Des travailleurs d’i-City ont saisi le service communal pour la prévention et la protection du travail, qui mènera une enquête.
«Abus, autoritarisme, démissions, licenciements abusifs, insultes, remarques inappropriées…» Voici les termes évoqués pour dénoncer le «climat de peur» qui régnerait au sein de l’asbl i-City, le département informatique externalisé de la Ville de Bruxelles. Un climat qui a poussé, le 26 juin, des collaborateurs à introduire une «plainte» collective auprès du service interne pour la prévention et la protection du travail (SICPPT) de la Ville de Bruxelles. Plus précisément à solliciter «une intervention psychosociale formelle à caractère principalement collectif». Dans le document, les plaignants, dont l’identité n’est pas communiquée à la direction d’i-City conformément à la législation, demandent que l’employeur prenne les mesures collectives appropriées pour «auditer les comportements professionnels et humains des directeurs en place (NDLR: ceux d’i-City) et faire les adaptations nécessaires pour retrouver un cadre professionnel respectueux».
Cette procédure oblige le management à mettre en place une «remédiation» dans les trois mois. Elle a ainsi été transmise à la direction d’i-City le 5 juillet. Pourtant, pour les salariés à l’origine de la démarche, «personne n’entend parler de cette plainte chez i-City». Ils y voient une «tentative d’étouffement».
Le 4 septembre, elle figure à l’ordre du jour du Comité de la prévention et de la protection au travail (CPPT). Et le 9 septembre, elle fait l’objet d’une question posée par Didier Wauters (Les Engagés) à l’échevin en charge d’i-City, Benhur Yusuf Ergen (Défi), remplaçant depuis juillet 2024 Fabian Maingain.
Au cœur de ce que les employés décrivent comme un «management de l’arbitraire, amplifiant la « chappe de silence »», tous pointent Marie-Odile Lognard, directrice générale, et Régis Pitolet, directeur Informatique & Transformation. «La directrice générale et certains de ses directeurs ont des attitudes interpellantes vis-à-vis des collaborateurs qui semblent ne pas leur plaire: ne pas dire bonjour, même quand ils rentrent dans un bureau, ne pas répondre aux mails directement adressés, refuser une demande de rendez-vous, s’autoriser des propos dénigrants ou faire des commentaires comme « les gens sont incapables dans telle ou telle équipe » ou même « c’est des cons ».» Selon ces témoins, «des réunions ou des séminaires sont organisés où une personne se voit critiquée, voire rétrogradée, par le management devant toutes les autres personnes présentes».
Rien n’aurait fuité à i-City
Le document fait encore état d’un système de grille salariale «peu clair et pas toujours respecté», d’attribution de voitures de société «tout aussi floue», de changements d’organigramme et de réorganisations «secrètes», de contacts répétés en dehors des heures de bureau ou durant les congés, de «mise sous contrôle rapprochée». Les plaignants évoquent encore «des énervements, des cris, des reproches et des accusations» adressés aux collaborateurs par certains directeurs.
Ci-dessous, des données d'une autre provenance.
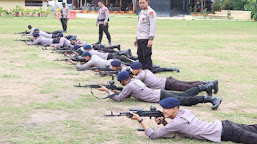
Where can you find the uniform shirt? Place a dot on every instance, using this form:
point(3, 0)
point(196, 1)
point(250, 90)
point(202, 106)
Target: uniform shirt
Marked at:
point(124, 67)
point(146, 24)
point(65, 13)
point(103, 15)
point(151, 80)
point(46, 35)
point(81, 43)
point(95, 61)
point(138, 89)
point(187, 125)
point(63, 43)
point(42, 41)
point(31, 32)
point(100, 54)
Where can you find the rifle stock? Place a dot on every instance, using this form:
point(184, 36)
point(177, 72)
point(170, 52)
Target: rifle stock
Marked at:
point(153, 112)
point(110, 86)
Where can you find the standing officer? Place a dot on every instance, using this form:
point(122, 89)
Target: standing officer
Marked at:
point(145, 34)
point(64, 16)
point(102, 20)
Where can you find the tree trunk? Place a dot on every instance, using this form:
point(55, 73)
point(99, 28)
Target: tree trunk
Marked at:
point(134, 5)
point(201, 6)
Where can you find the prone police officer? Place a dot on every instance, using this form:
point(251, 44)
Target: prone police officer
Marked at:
point(102, 21)
point(64, 16)
point(145, 34)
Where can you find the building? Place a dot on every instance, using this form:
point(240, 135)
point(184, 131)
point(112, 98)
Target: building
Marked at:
point(26, 4)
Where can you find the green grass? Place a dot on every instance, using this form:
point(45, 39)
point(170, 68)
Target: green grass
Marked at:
point(34, 84)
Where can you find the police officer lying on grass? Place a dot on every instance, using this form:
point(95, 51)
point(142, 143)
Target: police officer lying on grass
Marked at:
point(64, 42)
point(155, 68)
point(137, 89)
point(185, 123)
point(91, 61)
point(170, 83)
point(40, 40)
point(108, 56)
point(32, 31)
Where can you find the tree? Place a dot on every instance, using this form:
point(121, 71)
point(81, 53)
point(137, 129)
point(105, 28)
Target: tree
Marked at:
point(134, 5)
point(201, 6)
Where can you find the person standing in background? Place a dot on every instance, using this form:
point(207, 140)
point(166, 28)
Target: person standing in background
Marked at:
point(145, 34)
point(64, 16)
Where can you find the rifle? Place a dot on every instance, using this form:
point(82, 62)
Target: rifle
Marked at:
point(63, 48)
point(141, 112)
point(96, 68)
point(30, 40)
point(110, 85)
point(174, 69)
point(76, 60)
point(25, 32)
point(109, 73)
point(62, 51)
point(44, 46)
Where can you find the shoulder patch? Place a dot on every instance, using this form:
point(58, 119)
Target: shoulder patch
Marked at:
point(152, 14)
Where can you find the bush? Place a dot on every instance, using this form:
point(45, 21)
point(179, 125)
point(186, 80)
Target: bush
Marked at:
point(227, 5)
point(2, 11)
point(239, 4)
point(252, 6)
point(205, 13)
point(26, 12)
point(216, 6)
point(195, 9)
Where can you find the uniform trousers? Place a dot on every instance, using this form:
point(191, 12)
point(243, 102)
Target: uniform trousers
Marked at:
point(64, 23)
point(239, 133)
point(104, 29)
point(186, 99)
point(144, 54)
point(176, 85)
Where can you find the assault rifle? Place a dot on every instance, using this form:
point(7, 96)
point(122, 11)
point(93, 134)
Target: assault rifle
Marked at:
point(63, 48)
point(153, 112)
point(62, 51)
point(76, 60)
point(96, 68)
point(44, 46)
point(174, 69)
point(29, 40)
point(25, 32)
point(110, 86)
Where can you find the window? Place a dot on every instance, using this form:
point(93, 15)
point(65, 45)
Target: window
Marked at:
point(33, 3)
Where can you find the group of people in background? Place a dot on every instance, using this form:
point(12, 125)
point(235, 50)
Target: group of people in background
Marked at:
point(136, 74)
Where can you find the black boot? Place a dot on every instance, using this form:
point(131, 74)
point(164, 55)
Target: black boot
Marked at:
point(216, 86)
point(207, 87)
point(127, 53)
point(134, 58)
point(214, 100)
point(117, 46)
point(125, 59)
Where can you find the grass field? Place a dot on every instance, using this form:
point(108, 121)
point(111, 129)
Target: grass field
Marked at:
point(38, 103)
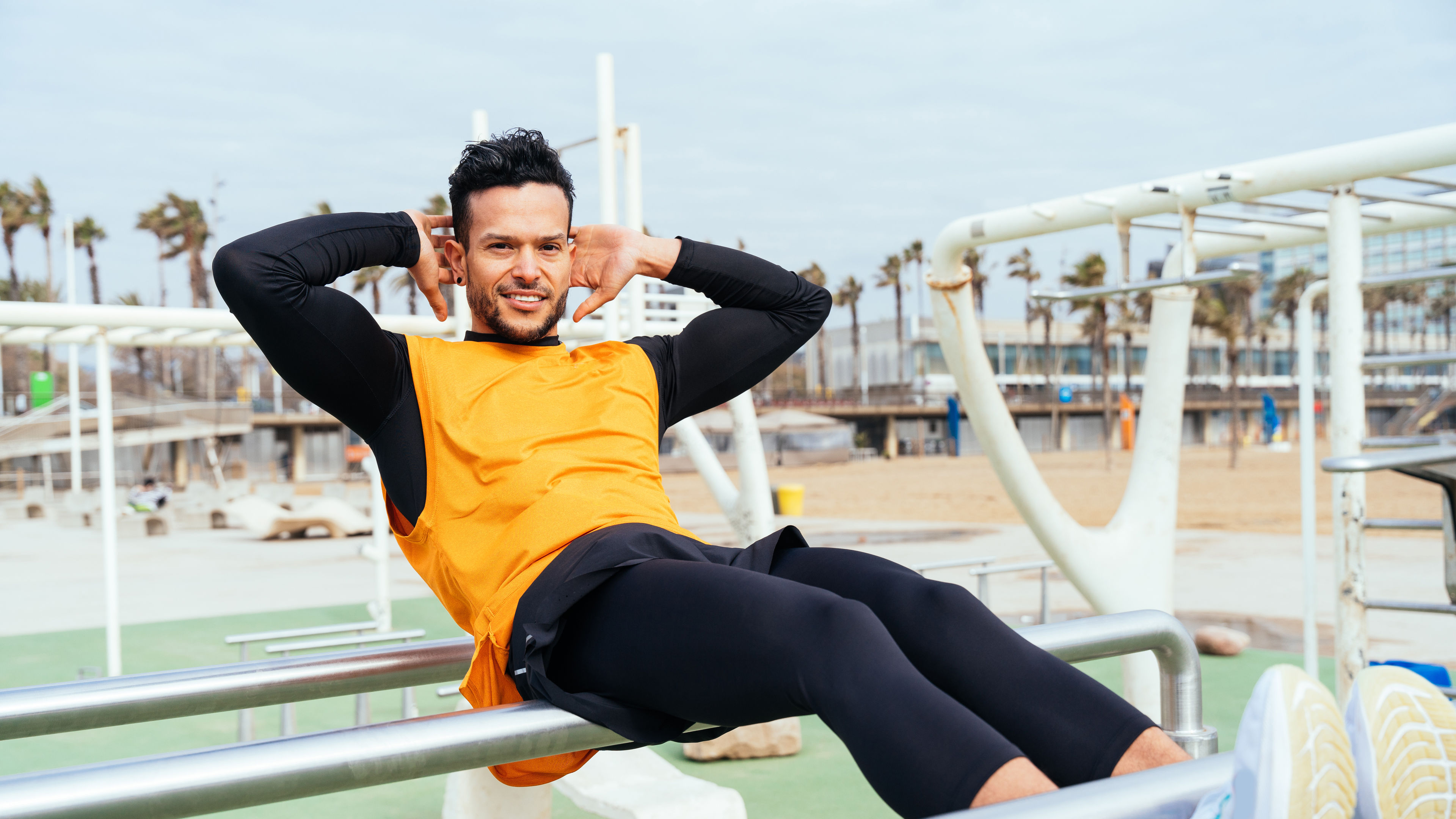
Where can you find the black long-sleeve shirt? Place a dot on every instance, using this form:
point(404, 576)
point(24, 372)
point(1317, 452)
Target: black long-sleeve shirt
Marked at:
point(328, 347)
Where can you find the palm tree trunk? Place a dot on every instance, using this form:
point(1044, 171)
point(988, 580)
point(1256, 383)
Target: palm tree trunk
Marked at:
point(91, 256)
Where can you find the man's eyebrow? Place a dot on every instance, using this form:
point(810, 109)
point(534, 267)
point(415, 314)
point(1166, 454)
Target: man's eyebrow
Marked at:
point(504, 238)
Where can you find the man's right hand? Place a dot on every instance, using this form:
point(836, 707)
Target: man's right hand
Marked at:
point(431, 270)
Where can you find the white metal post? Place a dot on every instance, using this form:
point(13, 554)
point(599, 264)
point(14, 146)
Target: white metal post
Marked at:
point(608, 169)
point(632, 197)
point(1305, 324)
point(1347, 423)
point(73, 368)
point(381, 610)
point(108, 505)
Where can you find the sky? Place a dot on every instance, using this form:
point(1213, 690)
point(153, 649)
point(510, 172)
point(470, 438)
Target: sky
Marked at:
point(811, 132)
Interrogés sur l’absence de plaintes formelles non anonymes, ils expliquent que «beaucoup de personnes vivent dans la peur d’être renvoyées sans raison du jour au lendemain, pire pendant leurs vacances ou pendant leur congés maladie». Et d’ajouter que de « très nombreuses plaintes informelles et anonymes aurait été introduites chez Mensura et, plus récemment, auprès du SICPPT». En vain, disent-ils.
“Un management de l’arbitraire, amplifiant “la chappe de silence””
Contactés, des membres du conseil d’administration (composé de l’échevin-président, d’un représentant de la Ville de Bruxelles et de 8 administrateurs désignés par le conseil communal, d’un représentant du CPAS de la Ville de Bruxelles et d’un représentant de la Région de Bruxelles-Capitale) confirment que la question n’a jamais été évoquée. «Rien n’a fuité, rien n’est jamais remonté.»
Jointe également, Marie-Odile Lognard, directrice générale, entend réserver à la demande une «suite légale». Concrètement, le SICPPT doit, selon la procédure, mener «une analyse interne des risques au sein de l’organisation». La directrice générale, quant à elle, doit, d’ici au 5 janvier, proposer des recommandations et des pistes d’action au CPPT. Sur le contenu, Marie-Odile Lognard déplore «des généralités et aucun fait concret». «S’il existe un malaise, il faut le traiter de façon sereine, à l’abri d’une tempête médiatique.»
L’asbl, ex-Gial, a déjà été source de plusieurs scandales, dont une série de fraudes aux marchés publics de la part du directeur général et de deux de ses collaborateurs, révélés en 2018 par LeVif.